If they ask you what you are,
say Arab. If they flinch, don’t react,
just remember your great-aunt’s eyes.
If they ask you where you come from,
say Toledo. Detroit. Mission Viejo.
Fall Springs. Topeka. If they seem confused,
help them locate these places on a map,
then inquire casually, Where are you from?
Have you been here long? Do you like this country?

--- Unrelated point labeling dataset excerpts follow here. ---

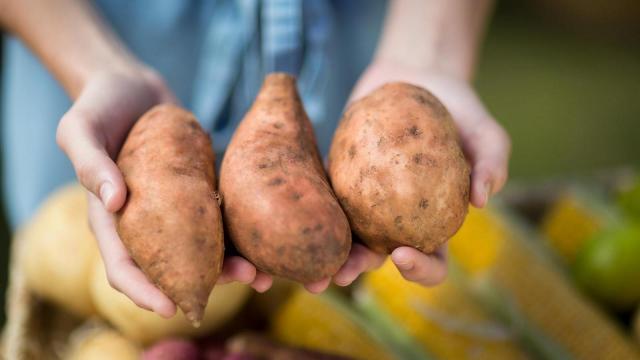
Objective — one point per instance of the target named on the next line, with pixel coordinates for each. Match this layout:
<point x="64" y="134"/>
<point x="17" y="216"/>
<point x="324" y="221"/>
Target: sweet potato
<point x="398" y="171"/>
<point x="171" y="223"/>
<point x="279" y="209"/>
<point x="146" y="327"/>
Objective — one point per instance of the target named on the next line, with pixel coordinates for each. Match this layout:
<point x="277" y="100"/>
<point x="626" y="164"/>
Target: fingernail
<point x="106" y="192"/>
<point x="402" y="262"/>
<point x="487" y="192"/>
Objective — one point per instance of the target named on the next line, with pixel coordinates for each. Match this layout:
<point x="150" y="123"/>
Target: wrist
<point x="399" y="70"/>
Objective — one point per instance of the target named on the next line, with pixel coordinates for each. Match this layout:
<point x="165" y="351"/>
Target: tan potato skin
<point x="398" y="171"/>
<point x="279" y="209"/>
<point x="171" y="223"/>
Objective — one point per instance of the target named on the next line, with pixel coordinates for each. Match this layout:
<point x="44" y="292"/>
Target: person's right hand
<point x="91" y="134"/>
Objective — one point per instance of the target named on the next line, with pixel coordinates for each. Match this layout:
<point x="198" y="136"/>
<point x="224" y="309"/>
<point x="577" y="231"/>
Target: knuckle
<point x="84" y="171"/>
<point x="113" y="279"/>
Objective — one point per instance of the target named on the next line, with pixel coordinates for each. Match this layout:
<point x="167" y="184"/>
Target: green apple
<point x="608" y="266"/>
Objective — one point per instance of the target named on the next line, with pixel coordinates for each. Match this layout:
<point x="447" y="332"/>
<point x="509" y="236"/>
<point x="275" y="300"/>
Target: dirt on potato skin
<point x="279" y="208"/>
<point x="171" y="223"/>
<point x="398" y="170"/>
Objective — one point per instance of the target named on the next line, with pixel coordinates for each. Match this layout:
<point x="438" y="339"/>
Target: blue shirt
<point x="212" y="53"/>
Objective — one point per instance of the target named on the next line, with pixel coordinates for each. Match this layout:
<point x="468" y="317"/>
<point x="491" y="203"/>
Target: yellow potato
<point x="398" y="170"/>
<point x="59" y="250"/>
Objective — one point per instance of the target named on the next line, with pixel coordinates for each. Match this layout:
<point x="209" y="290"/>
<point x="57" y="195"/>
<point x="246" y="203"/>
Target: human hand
<point x="485" y="143"/>
<point x="91" y="134"/>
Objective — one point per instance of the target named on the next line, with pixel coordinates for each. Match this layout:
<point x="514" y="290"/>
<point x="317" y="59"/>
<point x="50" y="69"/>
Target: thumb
<point x="95" y="170"/>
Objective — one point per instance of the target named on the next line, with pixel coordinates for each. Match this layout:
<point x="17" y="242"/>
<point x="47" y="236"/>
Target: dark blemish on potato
<point x="256" y="238"/>
<point x="422" y="159"/>
<point x="200" y="241"/>
<point x="277" y="181"/>
<point x="413" y="131"/>
<point x="419" y="98"/>
<point x="182" y="171"/>
<point x="398" y="222"/>
<point x="424" y="203"/>
<point x="352" y="151"/>
<point x="267" y="164"/>
<point x="193" y="125"/>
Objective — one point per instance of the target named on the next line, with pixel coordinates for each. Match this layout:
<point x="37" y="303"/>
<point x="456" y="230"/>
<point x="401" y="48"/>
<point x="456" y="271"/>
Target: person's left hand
<point x="485" y="143"/>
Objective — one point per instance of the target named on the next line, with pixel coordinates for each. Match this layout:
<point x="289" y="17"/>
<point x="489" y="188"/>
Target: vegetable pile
<point x="553" y="285"/>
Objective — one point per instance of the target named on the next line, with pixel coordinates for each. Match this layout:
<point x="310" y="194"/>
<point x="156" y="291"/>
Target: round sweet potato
<point x="398" y="171"/>
<point x="279" y="209"/>
<point x="171" y="223"/>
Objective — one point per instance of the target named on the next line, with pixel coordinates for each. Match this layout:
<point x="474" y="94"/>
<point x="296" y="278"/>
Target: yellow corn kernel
<point x="476" y="256"/>
<point x="571" y="221"/>
<point x="535" y="295"/>
<point x="310" y="321"/>
<point x="444" y="319"/>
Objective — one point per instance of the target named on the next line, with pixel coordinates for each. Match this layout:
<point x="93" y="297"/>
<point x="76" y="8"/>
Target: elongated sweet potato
<point x="171" y="223"/>
<point x="279" y="209"/>
<point x="398" y="171"/>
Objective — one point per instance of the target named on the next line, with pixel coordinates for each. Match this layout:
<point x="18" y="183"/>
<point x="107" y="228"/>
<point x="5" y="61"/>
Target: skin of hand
<point x="110" y="90"/>
<point x="485" y="143"/>
<point x="91" y="134"/>
<point x="440" y="59"/>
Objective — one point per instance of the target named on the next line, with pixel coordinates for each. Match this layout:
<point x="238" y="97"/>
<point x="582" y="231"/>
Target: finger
<point x="94" y="168"/>
<point x="318" y="286"/>
<point x="425" y="269"/>
<point x="122" y="273"/>
<point x="488" y="147"/>
<point x="360" y="260"/>
<point x="262" y="282"/>
<point x="237" y="269"/>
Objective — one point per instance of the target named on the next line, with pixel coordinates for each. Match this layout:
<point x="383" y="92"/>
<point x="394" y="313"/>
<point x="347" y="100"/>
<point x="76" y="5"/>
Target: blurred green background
<point x="563" y="77"/>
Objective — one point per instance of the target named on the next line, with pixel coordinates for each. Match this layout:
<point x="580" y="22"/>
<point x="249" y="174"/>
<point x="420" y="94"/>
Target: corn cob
<point x="532" y="294"/>
<point x="326" y="323"/>
<point x="445" y="320"/>
<point x="573" y="219"/>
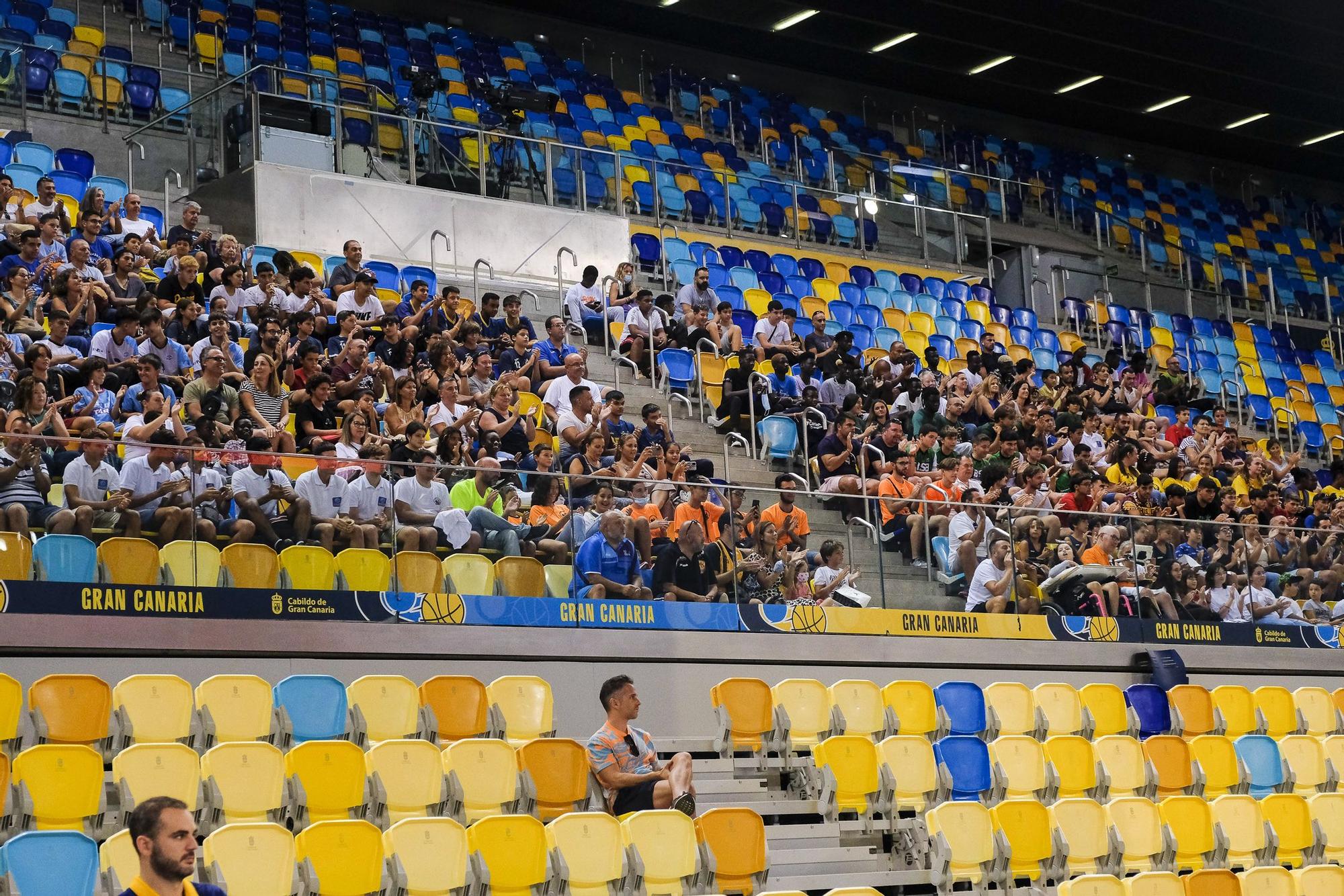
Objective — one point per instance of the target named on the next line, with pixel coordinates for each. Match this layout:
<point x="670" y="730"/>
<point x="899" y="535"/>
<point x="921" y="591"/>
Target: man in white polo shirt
<point x="329" y="500"/>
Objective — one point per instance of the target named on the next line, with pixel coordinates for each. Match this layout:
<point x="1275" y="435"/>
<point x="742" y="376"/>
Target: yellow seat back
<point x="247" y="778"/>
<point x="432" y="852"/>
<point x="256" y="859"/>
<point x="591" y="844"/>
<point x="159" y="709"/>
<point x="411" y="774"/>
<point x="390" y="706"/>
<point x="347" y="856"/>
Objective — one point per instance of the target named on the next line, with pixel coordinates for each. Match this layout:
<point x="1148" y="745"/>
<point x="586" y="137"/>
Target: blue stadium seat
<point x="1151" y="706"/>
<point x="65" y="558"/>
<point x="52" y="863"/>
<point x="1264" y="764"/>
<point x="967" y="760"/>
<point x="964" y="703"/>
<point x="317" y="707"/>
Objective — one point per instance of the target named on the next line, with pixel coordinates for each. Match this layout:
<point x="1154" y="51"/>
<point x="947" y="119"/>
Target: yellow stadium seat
<point x="963" y="843"/>
<point x="744" y="715"/>
<point x="256" y="859"/>
<point x="1213" y="882"/>
<point x="523" y="707"/>
<point x="849" y="765"/>
<point x="1319" y="881"/>
<point x="557" y="777"/>
<point x="15" y="557"/>
<point x="734" y="838"/>
<point x="521" y="577"/>
<point x="1076" y="765"/>
<point x="911" y="709"/>
<point x="470" y="574"/>
<point x="326" y="782"/>
<point x="407" y="781"/>
<point x="60" y="788"/>
<point x="857" y="709"/>
<point x="1291" y="817"/>
<point x="11" y="710"/>
<point x="308" y="568"/>
<point x="909" y="774"/>
<point x="157" y="770"/>
<point x="71" y="710"/>
<point x="1105" y="703"/>
<point x="128" y="562"/>
<point x="1014" y="711"/>
<point x="1085" y="830"/>
<point x="1021" y="768"/>
<point x="1026" y="825"/>
<point x="154" y="709"/>
<point x="593" y="852"/>
<point x="1191" y="823"/>
<point x="235" y="709"/>
<point x="1127" y="769"/>
<point x="803" y="713"/>
<point x="663" y="842"/>
<point x="1276" y="705"/>
<point x="558" y="576"/>
<point x="1318" y="711"/>
<point x="427" y="856"/>
<point x="1093" y="886"/>
<point x="1244" y="824"/>
<point x="1306" y="757"/>
<point x="513" y="851"/>
<point x="456" y="707"/>
<point x="386" y="707"/>
<point x="482" y="780"/>
<point x="1195" y="706"/>
<point x="341" y="859"/>
<point x="365" y="570"/>
<point x="1060" y="705"/>
<point x="1155" y="883"/>
<point x="193" y="564"/>
<point x="1140" y="828"/>
<point x="119" y="863"/>
<point x="417" y="572"/>
<point x="251" y="566"/>
<point x="1217" y="758"/>
<point x="1171" y="760"/>
<point x="1236" y="711"/>
<point x="244" y="782"/>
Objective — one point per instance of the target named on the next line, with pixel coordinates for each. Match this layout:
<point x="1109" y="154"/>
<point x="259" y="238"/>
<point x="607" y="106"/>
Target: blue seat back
<point x="964" y="703"/>
<point x="967" y="760"/>
<point x="1264" y="765"/>
<point x="67" y="558"/>
<point x="317" y="706"/>
<point x="52" y="863"/>
<point x="1151" y="706"/>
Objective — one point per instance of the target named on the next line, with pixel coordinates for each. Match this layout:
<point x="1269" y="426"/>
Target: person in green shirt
<point x="487" y="511"/>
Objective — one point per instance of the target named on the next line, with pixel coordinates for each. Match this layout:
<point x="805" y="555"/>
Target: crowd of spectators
<point x="466" y="417"/>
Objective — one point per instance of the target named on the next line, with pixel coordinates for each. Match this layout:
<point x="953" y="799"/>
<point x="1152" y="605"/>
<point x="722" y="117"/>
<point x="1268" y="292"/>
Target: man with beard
<point x="165" y="838"/>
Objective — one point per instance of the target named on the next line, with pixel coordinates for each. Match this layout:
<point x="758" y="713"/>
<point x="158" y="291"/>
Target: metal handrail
<point x="433" y="241"/>
<point x="476" y="279"/>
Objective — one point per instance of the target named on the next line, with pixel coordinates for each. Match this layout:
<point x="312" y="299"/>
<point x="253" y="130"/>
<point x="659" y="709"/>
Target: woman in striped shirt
<point x="267" y="402"/>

If they ask you what you eat,
don’t dissemble. If garlic is your secret friend,
admit it. Likewise, crab cakes.
If they say you’re not American,
don’t pull out your personal,
wallet-sized flag. Instead, recall
the Bill of Rights. Mention the Constitution.
Wear democracy like a favorite garment:
If they wave newspapers in your face and shout,
stay calm. Remember everything they never learned.
Offer to take them to the library.
If they ask you if you’re white, say it depends.
Say no. Say maybe. If appropriate, inquire,
Have you always been white, or is it recent?
If you take to the streets in protest,
link hands with whomever is beside you.
Keep your eye on the colonizer’s maps,
geography’s twisted strands, the many colors
of struggle. No matter how far you’ve come, remember:
the starting line is always closer than you think.
If they ask how long you plan to stay, say forever.
Console them if they seem upset. Say, don’t worry,
you’ll get used to it. Say, we live here. How about you?